Her answer is in accord with Einstein's conception of the space-time continuum, as laid out in his special theory of relativity.
A hundred years' worth of observation have confirmed that time has the properties Einstein conjectured at the beginning of the twentieth century. According to Einstein, time is a dimension, and it joins with the three dimensions of space to one common entity: a four-dimensional space-time.
...You can advance this argument for any two events anywhere in the universe at any time and arrive at the same conclusion: the physics of Einstein's special relativity does not allow us to constrain existence to merely a moment that we call "now." Once you agree that anything exists now elsewhere, even though you see it only later, you are forced to accept that everything in the universe exists now.
This perplexing consequence of special relativity has been dubbed the block universe by physicists. In this block universe, the future, present, and past exist in the same way; it's just that we do not experience them the same way. And if all times exist similarly, then all our past selves -- and grandparents -- are alive the same way our present selves are.
They are all there, in our four-dimensional space-time, have always been there, and will always be there. To sum it up in the words of the British comedian John Lloyd, "Time is a bit like a landscape. Just because you're not in New York doesn't mean it's not there."
More than a century has passed since Einstein put forward his theories of special and general relativity. But here we are today, still struggling to understand what it really means. It sounds crazy, but the idea that the past and future exist in the same way as the present is compatible with all we currently know.

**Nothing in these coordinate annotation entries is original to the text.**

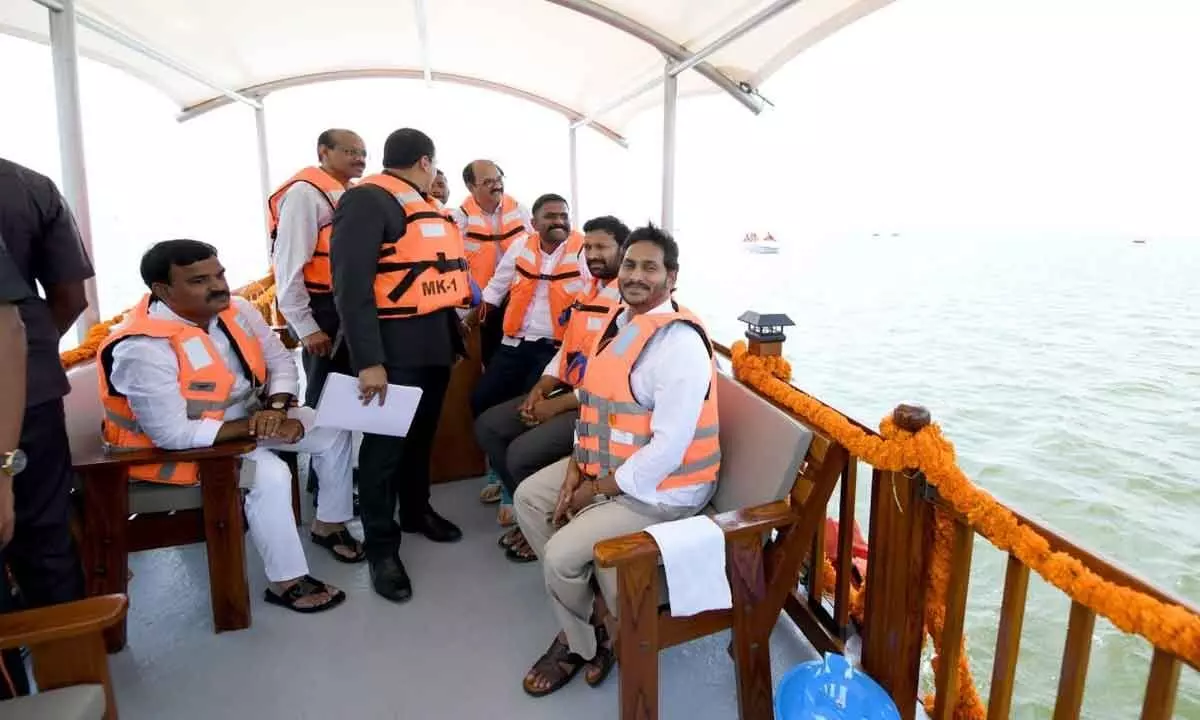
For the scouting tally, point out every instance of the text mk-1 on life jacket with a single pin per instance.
(485, 243)
(318, 275)
(565, 282)
(582, 322)
(424, 270)
(204, 381)
(613, 425)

In the course of discussing how the measurement in quantum mechanics is an exception to time-reversibility (the evaporation of black holes is the other exception). Hossenfelder speaks about the role, or more accurately non-role, of consciousness in quantum measurement.
This was music to my scientifically-minded ears, since New Age types are notorious for exaggerating the role consciousness plays in creating reality through measurements of quantum phenomena.
"But what is a measurement?" you may ask. Yes, good question. This certainly bothered physicists a lot in the early days of quantum mechanics. By now this question has, luckily, largely been answered.
A measurement is any interaction that is sufficiently strong or frequent to destroy the quantum behavior of a system. Only what it takes to destroy quantum behavior can be (and, for many examples, has been) calculated.
Most important, these calculations show that a measurement in quantum mechanics does not require a conscious observer. In fact, it doesn't even require a measurement apparatus. Even tiny interactions with air molecules or light can destroy quantum effects so that we have to update the wave function.
...This is also why you shouldn't listen to anyone who claims that quantum leaps allow you to think your way out of illness or that you can improve your life by drawing energy from quantum fluctuations and so on. This isn't just off-the-mainstream science; it's incompatible with evidence. Under normal circumstances, quantum effects don't play a role beyond the size of molecules.